Link to paper

The full paper is available here.

You can also find the paper on PapersWithCode here.


  • Neural sequence generation models can produce outputs that are unrelated to the source text.
  • It is unclear what conditions cause these hallucinations and how to prevent them.
  • This work identifies internal model symptoms of hallucinations and uses them to design a detector.
  • The detector outperforms model-free baselines and strong classifiers on English-Chinese and German-English translation test beds.

Paper Content


  • Neural language generation models can generate high quality text, but also fail in counter-intuitive ways.
  • Detached hallucinations are the most severe case, and can risk misleading users and undermining trust.
  • We lack a systematic understanding of the conditions where hallucinations arise.
  • Prior work has focused on black-box detection methods and studying hallucinations given artificially perturbed inputs.
  • We identify internal model symptoms that characterize hallucinations given artificial inputs and test them on translations of natural texts.

Hallucinations: definition and hypotheses

  • Definition of “hallucinations” in MT and NLG
  • Different from previous work, focus on detached hallucinations
  • Prior work on understanding conditions that lead to hallucinations focused on training conditions and data noise
  • Complementary approach to diagnosing hallucinations is to identify symptoms via model introspection
  • Low Source Contribution Hypothesis states that hallucinations occur when NMT overly relies on target context over source
  • Local Source Contribution Hypothesis states that hallucinations occur when NMT overly relies on a small subset of source tokens
  • Static Source Contribution Hypothesis states that distribution of source contributions remains static when NMT model hallucinates

Study of hallucinations under perturbations via model introspection

  • Hallucinations are rare and hard to identify in natural datasets.
  • Source perturbations can be used to test hypotheses at scale.
  • A counterfactual hallucination dataset was constructed to test hypotheses.
  • Token contributions were computed using LRP.
  • Controlled comparison of patterns was conducted on original and hallucinated samples.

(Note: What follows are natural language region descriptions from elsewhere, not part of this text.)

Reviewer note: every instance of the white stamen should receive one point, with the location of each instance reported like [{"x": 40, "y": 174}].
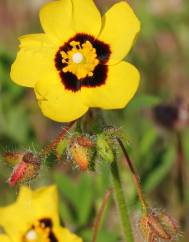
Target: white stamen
[
  {"x": 31, "y": 235},
  {"x": 77, "y": 58}
]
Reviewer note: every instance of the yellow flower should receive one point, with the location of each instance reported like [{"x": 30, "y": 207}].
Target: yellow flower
[
  {"x": 34, "y": 218},
  {"x": 78, "y": 62}
]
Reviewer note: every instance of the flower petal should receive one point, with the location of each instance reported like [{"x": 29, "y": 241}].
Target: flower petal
[
  {"x": 17, "y": 217},
  {"x": 4, "y": 238},
  {"x": 121, "y": 85},
  {"x": 86, "y": 17},
  {"x": 120, "y": 29},
  {"x": 57, "y": 103},
  {"x": 65, "y": 235},
  {"x": 56, "y": 19},
  {"x": 35, "y": 57}
]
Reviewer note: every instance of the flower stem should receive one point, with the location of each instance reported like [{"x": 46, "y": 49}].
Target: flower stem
[
  {"x": 121, "y": 203},
  {"x": 135, "y": 177},
  {"x": 99, "y": 216}
]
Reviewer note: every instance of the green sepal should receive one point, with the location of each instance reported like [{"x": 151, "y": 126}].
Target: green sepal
[
  {"x": 104, "y": 149},
  {"x": 61, "y": 147}
]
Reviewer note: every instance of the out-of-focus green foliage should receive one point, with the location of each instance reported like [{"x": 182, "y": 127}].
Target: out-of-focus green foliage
[{"x": 161, "y": 54}]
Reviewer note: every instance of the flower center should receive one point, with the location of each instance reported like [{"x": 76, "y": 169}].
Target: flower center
[
  {"x": 77, "y": 58},
  {"x": 40, "y": 231},
  {"x": 80, "y": 60},
  {"x": 31, "y": 235}
]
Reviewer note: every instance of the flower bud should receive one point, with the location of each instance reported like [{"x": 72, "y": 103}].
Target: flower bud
[
  {"x": 104, "y": 149},
  {"x": 157, "y": 226},
  {"x": 79, "y": 155},
  {"x": 12, "y": 158},
  {"x": 26, "y": 169}
]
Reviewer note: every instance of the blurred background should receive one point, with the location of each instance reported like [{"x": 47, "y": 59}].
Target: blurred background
[{"x": 156, "y": 122}]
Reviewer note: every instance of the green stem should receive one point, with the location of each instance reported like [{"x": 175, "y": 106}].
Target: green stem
[{"x": 121, "y": 203}]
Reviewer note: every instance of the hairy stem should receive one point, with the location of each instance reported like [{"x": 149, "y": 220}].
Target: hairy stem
[
  {"x": 121, "y": 203},
  {"x": 99, "y": 216}
]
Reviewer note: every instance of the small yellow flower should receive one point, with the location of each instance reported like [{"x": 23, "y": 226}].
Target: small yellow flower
[
  {"x": 34, "y": 218},
  {"x": 78, "y": 62}
]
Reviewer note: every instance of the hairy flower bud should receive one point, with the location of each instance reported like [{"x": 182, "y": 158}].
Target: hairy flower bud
[
  {"x": 157, "y": 225},
  {"x": 79, "y": 155},
  {"x": 12, "y": 158},
  {"x": 104, "y": 149},
  {"x": 26, "y": 169}
]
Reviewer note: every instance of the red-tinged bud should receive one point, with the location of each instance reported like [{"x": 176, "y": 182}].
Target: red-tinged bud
[
  {"x": 84, "y": 141},
  {"x": 26, "y": 170},
  {"x": 12, "y": 158},
  {"x": 156, "y": 226},
  {"x": 79, "y": 155}
]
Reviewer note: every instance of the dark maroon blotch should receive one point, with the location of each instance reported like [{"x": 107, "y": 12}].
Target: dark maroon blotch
[{"x": 69, "y": 80}]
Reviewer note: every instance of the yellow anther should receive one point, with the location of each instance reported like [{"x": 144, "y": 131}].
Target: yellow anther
[{"x": 81, "y": 60}]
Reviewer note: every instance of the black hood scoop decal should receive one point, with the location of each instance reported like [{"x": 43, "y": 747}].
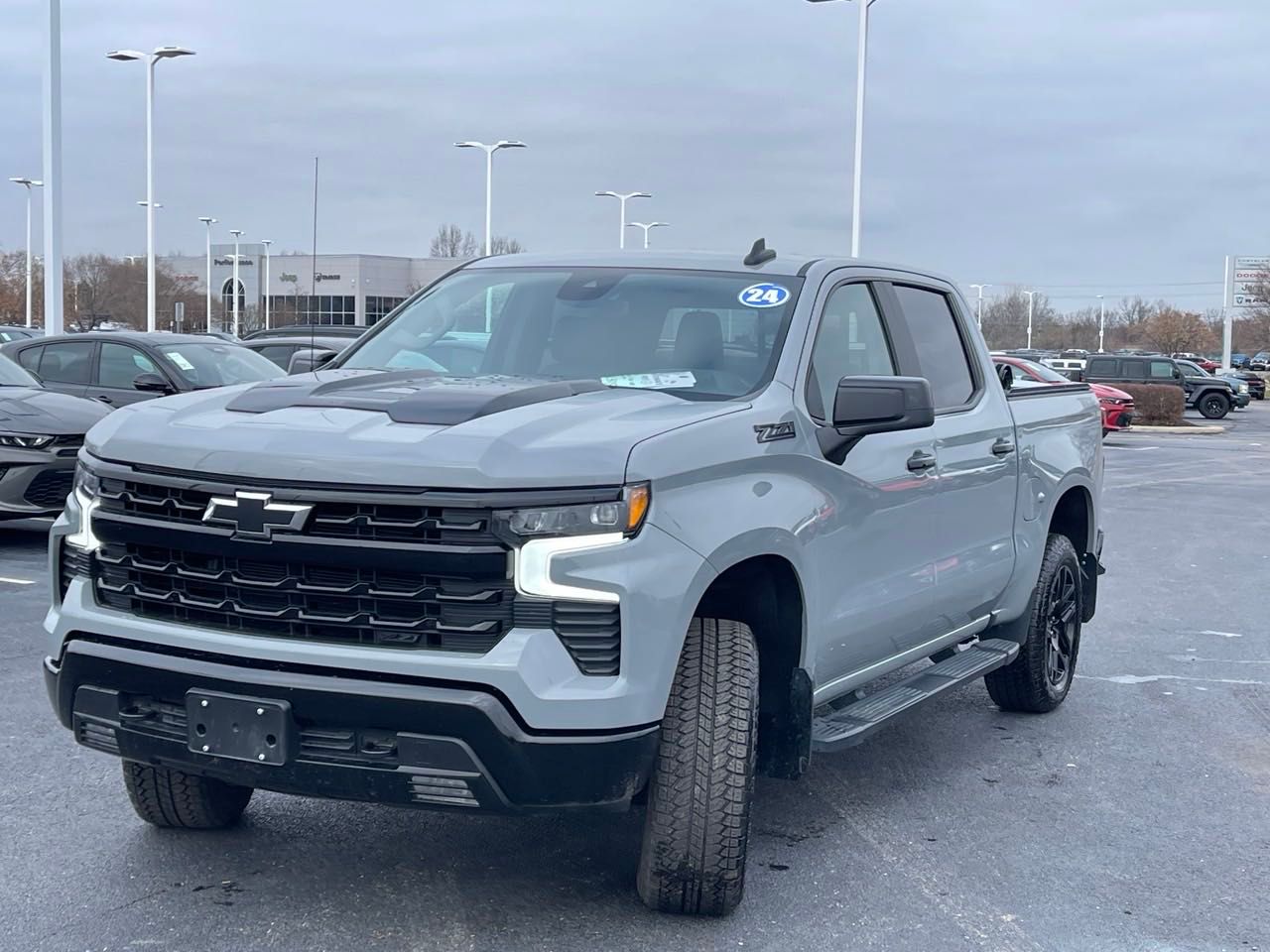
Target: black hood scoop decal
[{"x": 408, "y": 397}]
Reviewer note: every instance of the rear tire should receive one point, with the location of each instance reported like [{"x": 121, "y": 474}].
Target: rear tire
[
  {"x": 1214, "y": 407},
  {"x": 698, "y": 823},
  {"x": 1040, "y": 676},
  {"x": 175, "y": 798}
]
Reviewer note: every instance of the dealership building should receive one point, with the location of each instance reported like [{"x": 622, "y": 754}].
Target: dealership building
[{"x": 354, "y": 290}]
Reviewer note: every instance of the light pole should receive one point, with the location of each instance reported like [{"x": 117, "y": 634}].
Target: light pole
[
  {"x": 622, "y": 197},
  {"x": 1030, "y": 296},
  {"x": 861, "y": 62},
  {"x": 51, "y": 143},
  {"x": 236, "y": 234},
  {"x": 489, "y": 178},
  {"x": 28, "y": 184},
  {"x": 978, "y": 313},
  {"x": 164, "y": 53},
  {"x": 208, "y": 221},
  {"x": 1102, "y": 320},
  {"x": 266, "y": 243},
  {"x": 647, "y": 227}
]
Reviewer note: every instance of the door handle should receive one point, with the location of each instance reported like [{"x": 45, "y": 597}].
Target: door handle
[{"x": 921, "y": 461}]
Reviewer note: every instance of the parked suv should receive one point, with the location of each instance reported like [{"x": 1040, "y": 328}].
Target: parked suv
[
  {"x": 1211, "y": 397},
  {"x": 686, "y": 524}
]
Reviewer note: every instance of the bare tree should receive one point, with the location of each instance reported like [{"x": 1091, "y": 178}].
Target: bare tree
[
  {"x": 452, "y": 241},
  {"x": 1171, "y": 330}
]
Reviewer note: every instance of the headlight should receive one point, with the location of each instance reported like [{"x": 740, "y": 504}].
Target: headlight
[
  {"x": 24, "y": 440},
  {"x": 86, "y": 490},
  {"x": 86, "y": 483},
  {"x": 624, "y": 516}
]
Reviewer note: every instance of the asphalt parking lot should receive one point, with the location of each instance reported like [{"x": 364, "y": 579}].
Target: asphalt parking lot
[{"x": 1134, "y": 817}]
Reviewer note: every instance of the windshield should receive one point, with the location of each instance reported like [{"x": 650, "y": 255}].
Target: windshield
[
  {"x": 1039, "y": 371},
  {"x": 699, "y": 334},
  {"x": 211, "y": 365},
  {"x": 12, "y": 375}
]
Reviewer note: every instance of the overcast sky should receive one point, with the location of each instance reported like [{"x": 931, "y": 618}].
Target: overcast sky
[{"x": 1118, "y": 144}]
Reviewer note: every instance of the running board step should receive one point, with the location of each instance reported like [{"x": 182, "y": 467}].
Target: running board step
[{"x": 860, "y": 720}]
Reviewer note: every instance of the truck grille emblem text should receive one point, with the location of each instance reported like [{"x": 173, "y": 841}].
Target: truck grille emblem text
[{"x": 255, "y": 515}]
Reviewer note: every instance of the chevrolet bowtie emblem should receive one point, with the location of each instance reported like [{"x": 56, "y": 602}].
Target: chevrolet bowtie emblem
[{"x": 255, "y": 515}]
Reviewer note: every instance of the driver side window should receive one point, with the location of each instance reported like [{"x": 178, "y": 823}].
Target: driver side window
[{"x": 851, "y": 341}]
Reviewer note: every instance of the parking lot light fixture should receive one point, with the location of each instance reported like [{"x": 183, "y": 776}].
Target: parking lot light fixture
[
  {"x": 622, "y": 197},
  {"x": 648, "y": 227},
  {"x": 1030, "y": 296},
  {"x": 857, "y": 173},
  {"x": 208, "y": 221},
  {"x": 489, "y": 149},
  {"x": 28, "y": 184},
  {"x": 236, "y": 234},
  {"x": 1102, "y": 321},
  {"x": 164, "y": 53},
  {"x": 266, "y": 243},
  {"x": 978, "y": 313}
]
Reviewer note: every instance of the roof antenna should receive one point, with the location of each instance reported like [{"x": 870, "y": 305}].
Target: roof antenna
[{"x": 758, "y": 254}]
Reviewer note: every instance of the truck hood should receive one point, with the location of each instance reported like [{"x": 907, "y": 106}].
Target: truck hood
[{"x": 400, "y": 429}]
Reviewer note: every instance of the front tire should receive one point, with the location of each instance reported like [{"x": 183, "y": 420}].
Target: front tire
[
  {"x": 698, "y": 823},
  {"x": 1040, "y": 676},
  {"x": 175, "y": 798},
  {"x": 1214, "y": 407}
]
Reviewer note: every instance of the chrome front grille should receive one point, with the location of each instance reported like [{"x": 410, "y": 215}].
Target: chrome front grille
[{"x": 350, "y": 604}]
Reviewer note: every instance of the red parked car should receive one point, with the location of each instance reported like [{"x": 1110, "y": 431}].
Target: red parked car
[{"x": 1116, "y": 405}]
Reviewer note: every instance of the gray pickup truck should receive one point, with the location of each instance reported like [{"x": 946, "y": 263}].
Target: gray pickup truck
[{"x": 688, "y": 516}]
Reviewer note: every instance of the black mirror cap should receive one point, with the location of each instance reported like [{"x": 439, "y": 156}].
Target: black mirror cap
[
  {"x": 865, "y": 405},
  {"x": 1006, "y": 375},
  {"x": 151, "y": 384},
  {"x": 309, "y": 359}
]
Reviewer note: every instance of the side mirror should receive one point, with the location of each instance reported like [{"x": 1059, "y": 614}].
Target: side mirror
[
  {"x": 309, "y": 359},
  {"x": 865, "y": 405},
  {"x": 1006, "y": 375},
  {"x": 151, "y": 384}
]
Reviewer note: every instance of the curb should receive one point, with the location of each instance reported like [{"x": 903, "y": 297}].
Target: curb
[{"x": 1183, "y": 430}]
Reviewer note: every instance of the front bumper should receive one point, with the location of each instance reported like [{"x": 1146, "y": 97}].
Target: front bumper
[
  {"x": 385, "y": 740},
  {"x": 35, "y": 481}
]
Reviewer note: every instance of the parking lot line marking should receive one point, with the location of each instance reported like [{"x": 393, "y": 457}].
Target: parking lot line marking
[{"x": 1151, "y": 678}]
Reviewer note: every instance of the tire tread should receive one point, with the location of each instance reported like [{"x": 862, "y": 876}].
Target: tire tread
[
  {"x": 177, "y": 800},
  {"x": 698, "y": 823}
]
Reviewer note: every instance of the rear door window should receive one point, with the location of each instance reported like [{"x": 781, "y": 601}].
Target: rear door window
[
  {"x": 942, "y": 352},
  {"x": 30, "y": 358},
  {"x": 118, "y": 366},
  {"x": 70, "y": 362}
]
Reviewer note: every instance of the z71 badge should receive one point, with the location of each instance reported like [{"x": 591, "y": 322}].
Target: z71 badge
[{"x": 769, "y": 431}]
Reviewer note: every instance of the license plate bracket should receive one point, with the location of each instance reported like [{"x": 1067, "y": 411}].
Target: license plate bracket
[{"x": 239, "y": 728}]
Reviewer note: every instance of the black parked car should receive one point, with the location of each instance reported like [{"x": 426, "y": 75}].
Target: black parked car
[
  {"x": 41, "y": 433},
  {"x": 1255, "y": 381},
  {"x": 123, "y": 367},
  {"x": 8, "y": 334},
  {"x": 1211, "y": 397},
  {"x": 281, "y": 349}
]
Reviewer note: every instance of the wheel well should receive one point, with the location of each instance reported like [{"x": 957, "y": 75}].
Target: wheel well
[
  {"x": 765, "y": 593},
  {"x": 1071, "y": 518}
]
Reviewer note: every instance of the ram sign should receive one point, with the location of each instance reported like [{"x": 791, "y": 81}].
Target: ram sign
[{"x": 1248, "y": 273}]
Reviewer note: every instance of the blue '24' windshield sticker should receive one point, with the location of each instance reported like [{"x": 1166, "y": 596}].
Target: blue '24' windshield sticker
[{"x": 763, "y": 296}]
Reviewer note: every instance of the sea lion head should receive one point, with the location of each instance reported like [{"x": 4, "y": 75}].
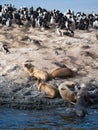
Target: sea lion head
[{"x": 28, "y": 65}]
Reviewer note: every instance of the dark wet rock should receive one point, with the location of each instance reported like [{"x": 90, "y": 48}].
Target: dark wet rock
[{"x": 26, "y": 96}]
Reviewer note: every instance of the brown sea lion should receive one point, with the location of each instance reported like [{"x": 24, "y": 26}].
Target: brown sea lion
[
  {"x": 66, "y": 92},
  {"x": 63, "y": 72},
  {"x": 82, "y": 98},
  {"x": 37, "y": 73},
  {"x": 49, "y": 90}
]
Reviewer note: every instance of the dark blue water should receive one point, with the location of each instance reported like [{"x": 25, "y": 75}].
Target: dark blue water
[
  {"x": 58, "y": 118},
  {"x": 76, "y": 5}
]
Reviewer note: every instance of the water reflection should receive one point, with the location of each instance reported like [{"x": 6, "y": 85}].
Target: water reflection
[{"x": 60, "y": 118}]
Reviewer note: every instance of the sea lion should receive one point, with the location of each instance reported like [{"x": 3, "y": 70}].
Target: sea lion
[
  {"x": 66, "y": 92},
  {"x": 63, "y": 72},
  {"x": 37, "y": 73},
  {"x": 49, "y": 90},
  {"x": 80, "y": 106}
]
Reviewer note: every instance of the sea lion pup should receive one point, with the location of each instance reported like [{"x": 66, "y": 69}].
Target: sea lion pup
[
  {"x": 37, "y": 73},
  {"x": 80, "y": 106},
  {"x": 66, "y": 92},
  {"x": 49, "y": 90},
  {"x": 63, "y": 72}
]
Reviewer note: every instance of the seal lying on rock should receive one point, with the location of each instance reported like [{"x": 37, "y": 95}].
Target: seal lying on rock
[
  {"x": 37, "y": 73},
  {"x": 49, "y": 90},
  {"x": 63, "y": 72},
  {"x": 66, "y": 92}
]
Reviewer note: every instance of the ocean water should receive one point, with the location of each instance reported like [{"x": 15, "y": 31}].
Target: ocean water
[
  {"x": 59, "y": 118},
  {"x": 86, "y": 6}
]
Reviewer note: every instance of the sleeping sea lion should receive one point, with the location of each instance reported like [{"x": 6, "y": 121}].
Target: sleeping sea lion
[
  {"x": 66, "y": 92},
  {"x": 49, "y": 90},
  {"x": 63, "y": 72},
  {"x": 37, "y": 73}
]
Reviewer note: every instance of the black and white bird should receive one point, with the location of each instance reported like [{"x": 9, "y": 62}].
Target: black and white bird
[{"x": 5, "y": 47}]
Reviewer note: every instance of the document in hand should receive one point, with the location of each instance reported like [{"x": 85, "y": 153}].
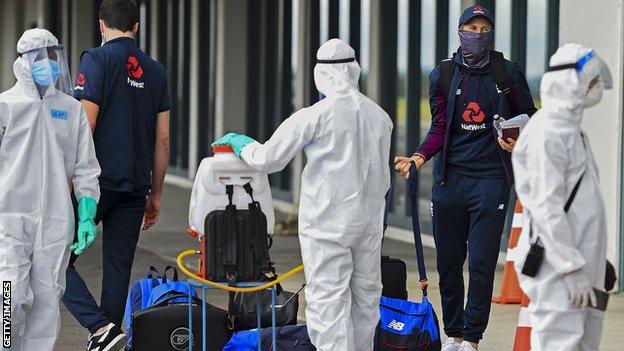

Perturbation-based hallucination data

  • Randomly select 50k seed sentence pairs from NMT training corpora
  • Misspell words with 0.1 probability
  • Title-case words with 0.1 probability
  • Insert random token at beginning of source sentence

Measuring relative token contributions

  • We tested 3 hypotheses on a dataset using LRP (Bach et al., 2015).
  • LRP decomposes the prediction of a neural model into relevance scores for input dimensions.
  • LRP-α β (Bach et al., 2015;Binder et al., 2016) was used to back-propagate relevance scores from the last layer to the first layer.
  • We tested the hypotheses based on the distribution of relative token contributions and compared it with the attention matrix.
  • We built strong Transformer models on two high-resource language pairs: English→Chinese (En-Zh) and German→English (De-En).
  • Data was tokenized using Moses scripts (Koehn et al., 2007) and Jieba segmenter.
  • Models were based on the base Transformer (Vaswani et al., 2017) and trained using the Adam optimizer (Kingma and Ba, 2015).
  • Decoding was done with beam search with a beam size of 4.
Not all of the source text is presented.